Black Hole
Posted by Ivo Cerckel on December 3rd, 2008
A Black Hole is a region of space-time from which nothing, not even light, can escape because gravity is so strong. (Stephen Hawking)
Gravity has still not been eliminated nor suspended.
The art of economics still consists in looking not merely at the immediate but at the longer effects of any act or policy; it still consists in tracing the consequences of that policy not merely for one group but for all groups.
(Henry Hazlitt, “Economics in One Lesson”, 1946
http://jim.com/econ/chap01p1.html )
Our Masters are now planning a second round of what they call injections of capital into banks and other gangsters.
(Recession Is A Reality; Second Stimulus
http://www.youtube.com/watch?v=HcbQb39u3N4 )
Others are still fantasising about deflation
How to avoid the horrors of ‘stag-deflation’
By Nouriel Roubini
Financial Times, Published: December 2 2008 19:53 | Last updated: December 2 2008 19:53
http://www.ft.com/cms/s/0/0fe65a48-c0a9-11dd-b0a8-000077b07658.html
SNIP
The US and the global economy are at risk of a severe stag-deflation, a deadly combination of economic stagnation/recession and deflation.

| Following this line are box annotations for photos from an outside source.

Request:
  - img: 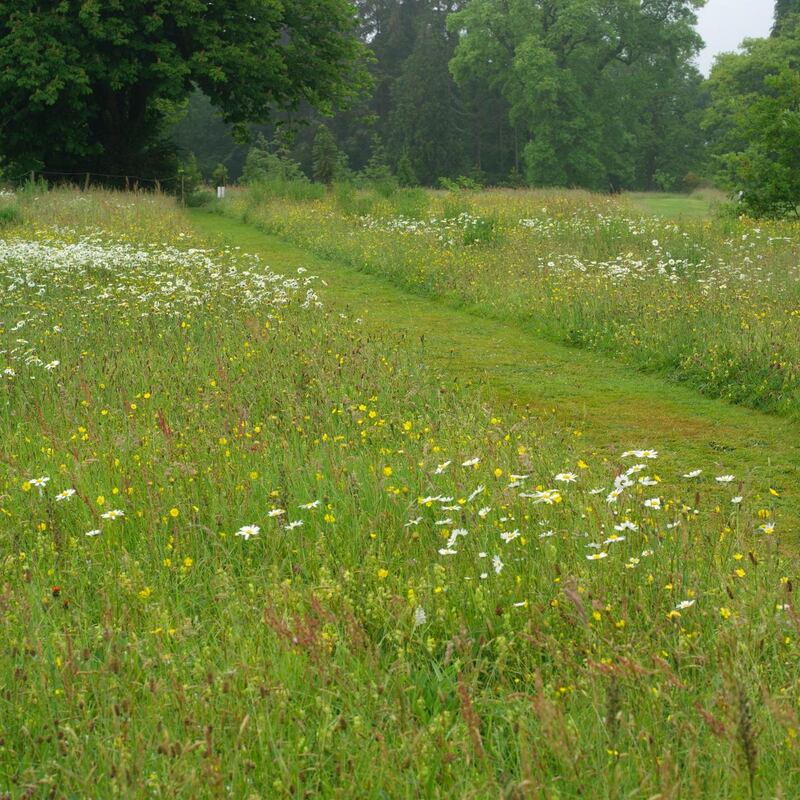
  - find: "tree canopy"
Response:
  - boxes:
[704,14,800,217]
[449,0,704,189]
[0,0,367,174]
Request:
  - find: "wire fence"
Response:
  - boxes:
[6,170,181,191]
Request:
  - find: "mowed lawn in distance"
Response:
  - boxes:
[0,192,800,798]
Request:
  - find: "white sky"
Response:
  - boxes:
[697,0,775,75]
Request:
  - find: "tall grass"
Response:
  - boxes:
[229,189,800,417]
[0,192,800,798]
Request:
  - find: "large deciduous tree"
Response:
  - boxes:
[0,0,366,174]
[449,0,705,189]
[704,14,800,217]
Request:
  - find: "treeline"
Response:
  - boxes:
[0,0,800,216]
[175,0,708,190]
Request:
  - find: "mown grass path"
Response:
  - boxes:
[189,211,800,528]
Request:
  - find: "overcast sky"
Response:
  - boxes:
[697,0,775,75]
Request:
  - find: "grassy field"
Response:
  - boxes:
[0,192,800,798]
[227,181,800,419]
[626,189,726,220]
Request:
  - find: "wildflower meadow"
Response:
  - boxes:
[0,188,800,800]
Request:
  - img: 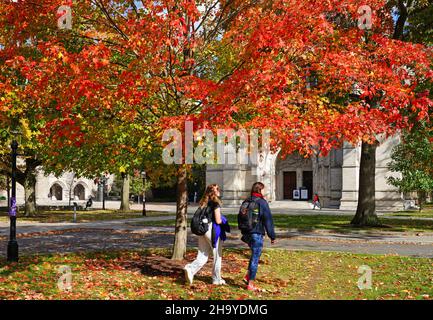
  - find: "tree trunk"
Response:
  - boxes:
[172,165,188,260]
[120,174,130,211]
[351,142,380,226]
[417,191,427,212]
[23,159,38,217]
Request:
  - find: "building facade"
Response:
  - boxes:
[206,137,404,210]
[0,167,114,206]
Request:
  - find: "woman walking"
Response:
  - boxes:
[244,182,275,291]
[184,184,230,285]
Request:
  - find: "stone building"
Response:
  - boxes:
[206,137,403,210]
[0,167,113,206]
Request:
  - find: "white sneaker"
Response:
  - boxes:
[183,267,194,285]
[212,279,226,286]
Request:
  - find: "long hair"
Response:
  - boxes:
[200,184,221,208]
[251,182,265,194]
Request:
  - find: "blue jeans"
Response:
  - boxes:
[248,233,263,280]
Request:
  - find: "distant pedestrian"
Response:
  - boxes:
[313,193,322,210]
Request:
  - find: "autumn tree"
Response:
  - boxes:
[3,0,259,259]
[216,0,432,226]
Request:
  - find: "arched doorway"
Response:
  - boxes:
[275,153,314,200]
[50,183,63,201]
[74,184,86,200]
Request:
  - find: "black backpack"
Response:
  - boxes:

UNSNIP
The fact is that the crisis is systemic and that everybody wants to sell what can still be sold.
Some are still hoping to escape the Black Hole of their debt mountains.
No way!
As Ambrose Evans-Pritchard writes in this morning’s Daily Telegraph:
The credit markets continued to exhibit signs of extreme stress yesterday.

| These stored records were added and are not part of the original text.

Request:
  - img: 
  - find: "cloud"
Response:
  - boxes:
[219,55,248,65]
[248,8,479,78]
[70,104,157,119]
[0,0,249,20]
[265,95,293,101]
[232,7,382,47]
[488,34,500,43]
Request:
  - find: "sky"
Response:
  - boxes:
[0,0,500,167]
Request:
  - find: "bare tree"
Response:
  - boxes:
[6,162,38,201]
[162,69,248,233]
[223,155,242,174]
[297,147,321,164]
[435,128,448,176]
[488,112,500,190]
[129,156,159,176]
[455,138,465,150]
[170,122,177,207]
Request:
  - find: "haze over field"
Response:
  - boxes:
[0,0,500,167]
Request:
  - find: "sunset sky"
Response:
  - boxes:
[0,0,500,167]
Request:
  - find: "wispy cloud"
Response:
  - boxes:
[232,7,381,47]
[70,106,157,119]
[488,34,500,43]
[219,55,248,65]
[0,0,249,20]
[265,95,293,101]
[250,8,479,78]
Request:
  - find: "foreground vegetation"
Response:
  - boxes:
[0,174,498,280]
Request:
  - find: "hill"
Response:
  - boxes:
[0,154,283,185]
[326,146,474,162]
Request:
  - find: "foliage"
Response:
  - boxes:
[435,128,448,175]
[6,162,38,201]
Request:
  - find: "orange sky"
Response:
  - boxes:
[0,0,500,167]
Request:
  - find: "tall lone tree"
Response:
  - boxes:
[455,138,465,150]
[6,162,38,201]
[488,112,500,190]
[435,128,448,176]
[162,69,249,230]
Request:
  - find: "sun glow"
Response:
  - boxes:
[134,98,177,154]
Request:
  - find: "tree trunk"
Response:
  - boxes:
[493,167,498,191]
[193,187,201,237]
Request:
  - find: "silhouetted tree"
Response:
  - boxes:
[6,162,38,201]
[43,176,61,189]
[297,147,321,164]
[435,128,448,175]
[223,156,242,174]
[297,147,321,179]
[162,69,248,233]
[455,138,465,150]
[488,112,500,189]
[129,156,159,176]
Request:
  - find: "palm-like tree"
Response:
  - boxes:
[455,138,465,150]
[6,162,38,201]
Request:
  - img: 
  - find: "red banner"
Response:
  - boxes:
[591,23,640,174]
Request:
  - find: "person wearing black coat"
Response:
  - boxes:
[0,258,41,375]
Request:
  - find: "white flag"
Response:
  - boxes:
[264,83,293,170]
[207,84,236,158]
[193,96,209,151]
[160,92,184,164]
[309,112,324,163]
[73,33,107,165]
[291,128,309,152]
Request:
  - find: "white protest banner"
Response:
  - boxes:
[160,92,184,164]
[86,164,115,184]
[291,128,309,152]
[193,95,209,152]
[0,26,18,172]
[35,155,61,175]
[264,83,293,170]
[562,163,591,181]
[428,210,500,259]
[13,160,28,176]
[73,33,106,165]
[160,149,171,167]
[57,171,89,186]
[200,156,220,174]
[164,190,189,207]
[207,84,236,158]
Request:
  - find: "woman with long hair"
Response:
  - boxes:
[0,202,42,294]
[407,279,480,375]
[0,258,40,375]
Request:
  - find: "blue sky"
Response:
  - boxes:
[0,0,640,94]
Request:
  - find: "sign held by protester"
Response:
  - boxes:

The iTraxx Crossover index measuring default risk on low-grade European bonds punched above 950 for the first time. The investment grade index hit 188. The spreads are now flashing the sort of danger signals seen before the collapse of Lehman Brothers in September.
(Metal prices fall further than during Great Depression
The price of key industrial metals has fallen further over the last four months than occurred during the worst years of Great Depression between 1929 and 1933, according to research by Barclays Capital.